Mark Carney is the former governor of the Bank of Canada and the Bank of England.
During these past few weeks our gaze has often been riveted by events in the U.K. British spectacles hold lessons about how Canadians can prosper in a risky world.
In the U.K., global challenges of inflation and interest rates are being reinforced by Brexit. With the loss of seamless access to its largest market, U.K. exports have stalled, and investment has flatlined. Average real wages are still below their level in 2007. Before the referendum was called, the U.K. economy was 90 per cent the size of Germany’s. Today it is 70 per cent.
This is the context for the recent U.K. “mini budget.” It had a clear, laudable objective: to double the U.K.’s trend rate of growth to 2.5 per cent. The budget contained a mixture of measures: support for U.K. households ravaged by the energy crisis, a big cut in income taxes for the highest earners, a huge reduction in corporate taxes, the removal of a cap on bankers’ bonuses and promises of deregulation.
The reaction was swift and negative. The pound fell sharply, flirting with all-time lows. Interest rates spiked savagely, causing the suspension of new mortgages by banks and an emergency intervention by the Bank of England.
Why? And what are the lessons for Canada?

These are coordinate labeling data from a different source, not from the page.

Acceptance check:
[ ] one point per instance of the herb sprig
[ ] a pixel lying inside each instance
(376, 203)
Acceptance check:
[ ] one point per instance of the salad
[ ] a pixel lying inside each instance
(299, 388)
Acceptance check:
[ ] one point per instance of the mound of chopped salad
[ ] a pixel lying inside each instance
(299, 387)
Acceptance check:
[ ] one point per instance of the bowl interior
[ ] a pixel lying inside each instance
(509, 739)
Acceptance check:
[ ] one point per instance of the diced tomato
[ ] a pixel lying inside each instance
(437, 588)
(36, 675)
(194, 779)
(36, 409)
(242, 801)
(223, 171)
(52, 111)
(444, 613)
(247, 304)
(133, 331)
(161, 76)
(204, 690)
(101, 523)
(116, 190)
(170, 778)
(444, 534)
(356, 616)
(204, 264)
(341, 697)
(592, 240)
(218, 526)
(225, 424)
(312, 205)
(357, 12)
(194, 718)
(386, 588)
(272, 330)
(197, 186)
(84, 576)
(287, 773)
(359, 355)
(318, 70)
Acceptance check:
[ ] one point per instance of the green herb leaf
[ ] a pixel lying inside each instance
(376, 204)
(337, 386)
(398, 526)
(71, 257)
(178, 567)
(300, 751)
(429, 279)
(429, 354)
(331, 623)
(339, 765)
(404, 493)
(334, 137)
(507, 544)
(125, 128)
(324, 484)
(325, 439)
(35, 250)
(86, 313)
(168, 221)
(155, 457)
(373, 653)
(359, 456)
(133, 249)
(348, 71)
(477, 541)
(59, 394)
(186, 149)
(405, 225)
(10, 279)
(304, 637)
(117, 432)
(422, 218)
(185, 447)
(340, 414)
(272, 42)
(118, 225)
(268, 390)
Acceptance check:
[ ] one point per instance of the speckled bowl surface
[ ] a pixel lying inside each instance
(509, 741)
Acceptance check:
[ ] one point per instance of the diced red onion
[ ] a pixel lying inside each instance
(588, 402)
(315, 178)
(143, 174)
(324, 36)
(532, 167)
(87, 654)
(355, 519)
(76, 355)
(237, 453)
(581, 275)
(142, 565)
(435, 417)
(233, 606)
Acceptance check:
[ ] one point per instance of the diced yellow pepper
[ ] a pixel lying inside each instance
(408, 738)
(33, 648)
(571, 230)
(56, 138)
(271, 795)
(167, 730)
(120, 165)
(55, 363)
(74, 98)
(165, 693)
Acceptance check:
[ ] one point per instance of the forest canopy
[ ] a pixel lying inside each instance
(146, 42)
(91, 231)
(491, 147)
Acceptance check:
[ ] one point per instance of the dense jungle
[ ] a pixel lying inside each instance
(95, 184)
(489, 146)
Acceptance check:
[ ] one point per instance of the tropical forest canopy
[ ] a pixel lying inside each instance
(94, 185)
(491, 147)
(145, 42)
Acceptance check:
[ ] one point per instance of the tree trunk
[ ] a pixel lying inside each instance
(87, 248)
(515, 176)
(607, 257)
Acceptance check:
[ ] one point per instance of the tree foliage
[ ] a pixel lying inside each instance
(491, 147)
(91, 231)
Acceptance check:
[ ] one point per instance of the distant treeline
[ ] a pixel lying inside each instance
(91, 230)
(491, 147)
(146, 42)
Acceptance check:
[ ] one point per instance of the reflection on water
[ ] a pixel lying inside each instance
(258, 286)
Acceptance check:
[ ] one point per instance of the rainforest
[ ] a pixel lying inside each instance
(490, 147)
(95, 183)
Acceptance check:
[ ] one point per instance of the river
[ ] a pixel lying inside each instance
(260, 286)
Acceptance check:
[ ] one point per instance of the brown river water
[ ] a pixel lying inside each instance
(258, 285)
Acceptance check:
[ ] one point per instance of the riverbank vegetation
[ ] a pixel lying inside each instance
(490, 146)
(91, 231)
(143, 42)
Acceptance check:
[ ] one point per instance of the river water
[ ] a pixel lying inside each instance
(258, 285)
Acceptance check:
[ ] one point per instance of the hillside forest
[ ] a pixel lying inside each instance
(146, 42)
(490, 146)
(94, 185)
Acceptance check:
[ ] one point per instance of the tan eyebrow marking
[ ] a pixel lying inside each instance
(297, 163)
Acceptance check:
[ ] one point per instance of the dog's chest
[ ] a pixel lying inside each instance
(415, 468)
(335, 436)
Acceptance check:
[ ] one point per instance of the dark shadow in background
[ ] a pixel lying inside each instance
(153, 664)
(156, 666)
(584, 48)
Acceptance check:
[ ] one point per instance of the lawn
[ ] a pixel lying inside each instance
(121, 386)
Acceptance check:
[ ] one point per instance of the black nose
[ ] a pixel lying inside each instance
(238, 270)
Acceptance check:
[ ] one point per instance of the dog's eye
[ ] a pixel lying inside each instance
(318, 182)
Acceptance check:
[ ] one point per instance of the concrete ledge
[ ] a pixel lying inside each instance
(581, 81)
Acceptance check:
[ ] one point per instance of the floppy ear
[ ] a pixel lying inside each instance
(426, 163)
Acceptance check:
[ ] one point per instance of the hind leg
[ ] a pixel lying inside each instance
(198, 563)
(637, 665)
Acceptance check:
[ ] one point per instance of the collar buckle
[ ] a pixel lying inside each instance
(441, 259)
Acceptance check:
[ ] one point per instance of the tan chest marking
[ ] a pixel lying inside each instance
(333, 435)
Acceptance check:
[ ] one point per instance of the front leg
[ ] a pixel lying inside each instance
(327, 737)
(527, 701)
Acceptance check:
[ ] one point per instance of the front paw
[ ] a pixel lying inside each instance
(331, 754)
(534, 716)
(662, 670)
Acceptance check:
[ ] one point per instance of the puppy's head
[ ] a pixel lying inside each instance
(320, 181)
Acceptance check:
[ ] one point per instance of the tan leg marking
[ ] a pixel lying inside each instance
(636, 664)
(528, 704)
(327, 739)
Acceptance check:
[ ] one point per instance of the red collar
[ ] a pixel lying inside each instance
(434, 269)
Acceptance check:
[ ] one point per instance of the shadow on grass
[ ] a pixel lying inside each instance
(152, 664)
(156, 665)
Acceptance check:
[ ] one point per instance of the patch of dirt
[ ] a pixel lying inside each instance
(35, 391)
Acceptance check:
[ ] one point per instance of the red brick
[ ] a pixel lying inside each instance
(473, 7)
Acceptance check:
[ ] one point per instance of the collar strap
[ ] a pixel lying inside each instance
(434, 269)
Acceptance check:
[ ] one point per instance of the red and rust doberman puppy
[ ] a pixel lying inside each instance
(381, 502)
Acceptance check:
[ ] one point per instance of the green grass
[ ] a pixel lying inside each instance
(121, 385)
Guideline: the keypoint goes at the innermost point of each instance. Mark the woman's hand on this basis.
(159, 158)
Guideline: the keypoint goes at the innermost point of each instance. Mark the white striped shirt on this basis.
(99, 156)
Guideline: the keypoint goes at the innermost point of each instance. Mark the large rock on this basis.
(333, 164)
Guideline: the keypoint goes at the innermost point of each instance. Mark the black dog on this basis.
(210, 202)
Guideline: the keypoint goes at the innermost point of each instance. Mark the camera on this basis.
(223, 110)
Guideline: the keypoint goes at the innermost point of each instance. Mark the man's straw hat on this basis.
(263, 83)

First, the market reaction underscores the tough new macro environment: volatile inflation, higher interest rates, and the sharp repricing of risk. Sound money and credible policies will be rewarded. Mistakes will be punished. No government will be exempt.
Second, it is counterproductive for fiscal and monetary policy to work at cross purposes. The U.K. budget is highly stimulative at a time when its economy is at full employment, inflation is in double digits, and the Bank of England is tightening policy. When one foot is on the brakes, it’s foolish for the other to stomp on the gas.
And Canadians know that when the road is icy, it can be downright dangerous. The Bank of Canada has been clear that further interest rate increases are needed to quell inflation. While governments should provide targeted relief to those Canadians most affected by inflation, this is a time to reduce deficits, not grow them.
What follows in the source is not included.